ルパン三世
ルパン三世 1$マネーウォーズ
ナポレオン、レーニン、ヒトラーなど世界の歴史的指導者の手から手へ渡り歩き、それを手に入れたものは「世界の王」になれるといわれている「幸運のブローチ」をめぐって、ルパンと銀行頭取シンシアとの争奪戦が展開する。
この作品の冒頭では、ルパンは競売の会場から逃亡する際、会場にいた参加者全員に自分の顔のマスクを被せて行ったが、そのマスクはTVシリーズから劇場映画に至るまで、さまざまなデザインの物が使用されていた。
前半では、飛行機に変形できるスバル360が登場し、オープニングのカーチェイスや、その後の尾行などに使用されたが、ドアの開き方は実車とは異なっている(実車の場合、ドアの蝶番は後部にあるが、ルパンのものは前部に付いていた)。
4年ぶりに脚本の柏原寛司が脚本を手がけた。この頃の作品では比較的ハードボイルドな仕上がりになっており、初期のアダルトな作風に戻っている。監督の殿勝秀樹は監督としては初登板。
また今回から撮影監督の長谷川肇が降板している。
作品の舞台はITバブルに沸くアメリカ。ルパンはノートパソコンにインストールした古代文字の翻訳ソフトを使用したり、悪役の女性が新興の投資銀行の社長だったりするなど、時代の世相を反映しており、当時の文化を振り返る作品としても興味深い内容となっている。
あらすじ
1カラットもない安物の指輪、マルケスの記念指輪がニューヨークのオークション会場に出品された。呆れ返る衆人をよそに、一人の紳士が百万ドルの値を付けるが、1$差でバンク・オブ・ワールド頭取のシンシアに競り負けてしまう。 そこへ銭形警部が現れた。 シンシアと競り合っていた紳士の正体はルパンだったのだ。 ルパンは指輪を奪い逃走しようとするが、シンシアの部下ナビコフに奪われてしまう。

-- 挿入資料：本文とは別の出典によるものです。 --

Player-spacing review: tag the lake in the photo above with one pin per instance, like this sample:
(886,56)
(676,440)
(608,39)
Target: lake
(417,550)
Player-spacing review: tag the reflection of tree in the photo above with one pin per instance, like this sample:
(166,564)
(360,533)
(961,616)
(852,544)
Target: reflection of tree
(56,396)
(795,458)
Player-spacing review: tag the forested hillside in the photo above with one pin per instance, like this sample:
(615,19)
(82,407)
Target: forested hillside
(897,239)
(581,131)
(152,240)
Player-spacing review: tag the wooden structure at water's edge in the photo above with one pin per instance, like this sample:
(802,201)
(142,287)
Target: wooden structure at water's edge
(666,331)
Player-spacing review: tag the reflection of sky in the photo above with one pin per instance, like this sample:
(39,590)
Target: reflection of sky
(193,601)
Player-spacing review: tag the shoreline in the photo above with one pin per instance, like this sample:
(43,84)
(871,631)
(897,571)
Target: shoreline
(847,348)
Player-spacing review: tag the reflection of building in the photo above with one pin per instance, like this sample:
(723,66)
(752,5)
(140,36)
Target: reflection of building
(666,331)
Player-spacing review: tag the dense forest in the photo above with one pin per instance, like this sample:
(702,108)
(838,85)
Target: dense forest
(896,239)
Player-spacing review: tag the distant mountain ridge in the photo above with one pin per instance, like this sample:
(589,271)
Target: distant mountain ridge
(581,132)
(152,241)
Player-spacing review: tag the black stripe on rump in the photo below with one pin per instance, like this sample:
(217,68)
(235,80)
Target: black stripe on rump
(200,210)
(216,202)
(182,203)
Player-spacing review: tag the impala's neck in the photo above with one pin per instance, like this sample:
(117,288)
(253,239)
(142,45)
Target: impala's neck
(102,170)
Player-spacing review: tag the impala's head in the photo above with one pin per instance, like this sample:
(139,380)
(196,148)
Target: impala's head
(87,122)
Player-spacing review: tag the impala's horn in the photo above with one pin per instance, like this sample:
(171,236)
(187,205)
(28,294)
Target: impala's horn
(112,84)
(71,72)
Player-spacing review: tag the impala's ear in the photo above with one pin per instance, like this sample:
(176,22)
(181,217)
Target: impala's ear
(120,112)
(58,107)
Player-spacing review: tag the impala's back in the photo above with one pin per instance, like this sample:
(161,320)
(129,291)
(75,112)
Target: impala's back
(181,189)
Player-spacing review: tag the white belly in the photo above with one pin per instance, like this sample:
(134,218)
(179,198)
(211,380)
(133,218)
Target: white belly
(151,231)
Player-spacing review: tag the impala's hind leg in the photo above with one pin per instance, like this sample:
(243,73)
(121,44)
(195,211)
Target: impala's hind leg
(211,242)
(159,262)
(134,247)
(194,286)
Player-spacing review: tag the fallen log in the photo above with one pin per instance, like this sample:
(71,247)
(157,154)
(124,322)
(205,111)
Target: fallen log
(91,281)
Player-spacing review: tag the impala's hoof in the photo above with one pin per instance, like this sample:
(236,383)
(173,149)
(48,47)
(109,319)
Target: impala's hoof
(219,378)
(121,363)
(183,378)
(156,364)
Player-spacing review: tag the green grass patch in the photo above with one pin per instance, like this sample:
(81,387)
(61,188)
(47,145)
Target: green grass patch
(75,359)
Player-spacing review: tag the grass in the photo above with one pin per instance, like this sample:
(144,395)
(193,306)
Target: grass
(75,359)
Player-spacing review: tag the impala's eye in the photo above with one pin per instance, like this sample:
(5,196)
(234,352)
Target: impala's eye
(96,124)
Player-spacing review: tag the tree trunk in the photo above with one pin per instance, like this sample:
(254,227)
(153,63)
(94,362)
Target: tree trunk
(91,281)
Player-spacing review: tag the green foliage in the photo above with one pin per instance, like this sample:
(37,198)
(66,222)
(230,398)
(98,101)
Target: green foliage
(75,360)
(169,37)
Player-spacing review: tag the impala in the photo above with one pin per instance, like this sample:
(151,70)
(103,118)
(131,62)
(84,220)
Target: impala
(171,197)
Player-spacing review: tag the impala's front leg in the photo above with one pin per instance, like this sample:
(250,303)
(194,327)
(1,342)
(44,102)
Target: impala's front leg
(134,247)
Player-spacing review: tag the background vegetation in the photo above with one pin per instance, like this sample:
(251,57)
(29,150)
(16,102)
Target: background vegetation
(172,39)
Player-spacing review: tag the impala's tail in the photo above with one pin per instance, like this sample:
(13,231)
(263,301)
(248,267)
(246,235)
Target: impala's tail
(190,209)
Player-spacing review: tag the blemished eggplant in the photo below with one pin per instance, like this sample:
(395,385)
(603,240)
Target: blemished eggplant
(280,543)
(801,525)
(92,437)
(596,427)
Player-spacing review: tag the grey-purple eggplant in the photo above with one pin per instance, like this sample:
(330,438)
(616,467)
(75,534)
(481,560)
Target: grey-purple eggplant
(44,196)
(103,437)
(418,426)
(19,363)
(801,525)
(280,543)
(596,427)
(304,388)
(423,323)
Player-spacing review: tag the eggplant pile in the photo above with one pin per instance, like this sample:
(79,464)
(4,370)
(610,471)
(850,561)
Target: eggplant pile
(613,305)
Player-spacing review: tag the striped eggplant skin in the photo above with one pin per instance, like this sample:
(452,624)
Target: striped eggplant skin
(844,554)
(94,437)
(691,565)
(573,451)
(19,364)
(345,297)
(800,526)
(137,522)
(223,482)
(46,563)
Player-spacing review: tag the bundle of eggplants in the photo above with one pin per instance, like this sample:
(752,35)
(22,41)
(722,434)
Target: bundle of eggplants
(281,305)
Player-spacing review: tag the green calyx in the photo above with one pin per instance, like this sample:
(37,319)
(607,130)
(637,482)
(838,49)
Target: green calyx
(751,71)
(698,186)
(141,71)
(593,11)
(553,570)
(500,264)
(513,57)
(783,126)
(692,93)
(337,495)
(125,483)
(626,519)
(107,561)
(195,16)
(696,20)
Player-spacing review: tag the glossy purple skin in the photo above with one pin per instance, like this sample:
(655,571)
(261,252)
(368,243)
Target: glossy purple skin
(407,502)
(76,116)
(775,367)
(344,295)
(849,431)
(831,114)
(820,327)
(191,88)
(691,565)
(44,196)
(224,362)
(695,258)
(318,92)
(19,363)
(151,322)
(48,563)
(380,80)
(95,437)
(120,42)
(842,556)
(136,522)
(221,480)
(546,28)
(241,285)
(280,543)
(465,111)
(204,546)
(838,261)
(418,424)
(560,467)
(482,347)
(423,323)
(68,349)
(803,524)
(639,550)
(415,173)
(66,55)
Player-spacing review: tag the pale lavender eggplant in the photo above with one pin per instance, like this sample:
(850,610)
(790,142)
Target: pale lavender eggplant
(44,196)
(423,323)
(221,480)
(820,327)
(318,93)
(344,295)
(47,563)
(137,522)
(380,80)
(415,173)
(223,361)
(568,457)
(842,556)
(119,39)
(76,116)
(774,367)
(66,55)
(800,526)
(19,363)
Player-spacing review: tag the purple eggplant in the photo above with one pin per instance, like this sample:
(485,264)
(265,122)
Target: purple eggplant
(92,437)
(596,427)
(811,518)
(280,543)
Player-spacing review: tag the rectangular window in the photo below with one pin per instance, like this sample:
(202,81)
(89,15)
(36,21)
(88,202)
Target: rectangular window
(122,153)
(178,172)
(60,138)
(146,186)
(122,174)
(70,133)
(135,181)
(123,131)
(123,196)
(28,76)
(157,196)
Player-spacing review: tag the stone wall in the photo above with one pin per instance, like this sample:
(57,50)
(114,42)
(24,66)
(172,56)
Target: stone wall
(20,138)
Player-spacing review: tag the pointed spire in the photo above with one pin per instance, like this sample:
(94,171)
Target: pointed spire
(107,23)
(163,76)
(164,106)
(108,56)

指輪には、持っているだけで世界の王になれるというブローチの所在を示す秘密が隠されていて、シンシアもそのブローチを狙っていたのだ。 ルパンと次元は、宗教にのめり込む五ェ門と共にバンク・オブ・ワールドに忍び込んだ。途中次元がマグナムを紛失し、やむなくルパンのワルサーを借りるというトラブルがあったものの、ハイテク機器で固められた金庫室に、煙幕などのローテクを駆使して対抗し、見事指輪を取り返した。
その後、やはり相性の悪かった次元はワルサーをルパンに返却。そして銭形をまき、ナビコフの包囲もヘリでくぐり抜けるが、一瞬をついてナビコフの銃弾がルパンの胸を貫いた。ヘリから落下したルパンの死を確認し、指輪を再び奪ってナビコフは去って行く。
号泣する銭形と放心状態の不二子をよそに、次元と五ェ門はルパンの棺桶を土に埋めた。ICPOに辞表を提出した銭形をよそに、ルパンの仇討ちのためにナビコフの元に乗り込んだ次元・五ェ門・不二子。その最中次元はマグナムを奪還するが、3人とも敵の罠にかかり、対人地雷と時限爆弾から一歩も動けなくなってしまう。しかしそこに現れたのはルパンの埋葬時にいた神父だった。彼は対人地雷を解除すると三人を助け出す。
不思議がる三人の前で、神父はその正体を現した。なんと彼は射殺されたはずのルパン。ルパンは次元が返していたワルサーによって、奇跡的に助かったのである。日本に帰ろうとしていた銭形と途中で遭遇した後、彼らは海底油田が眠っているといわれる島、カリ島へと向かうのだった。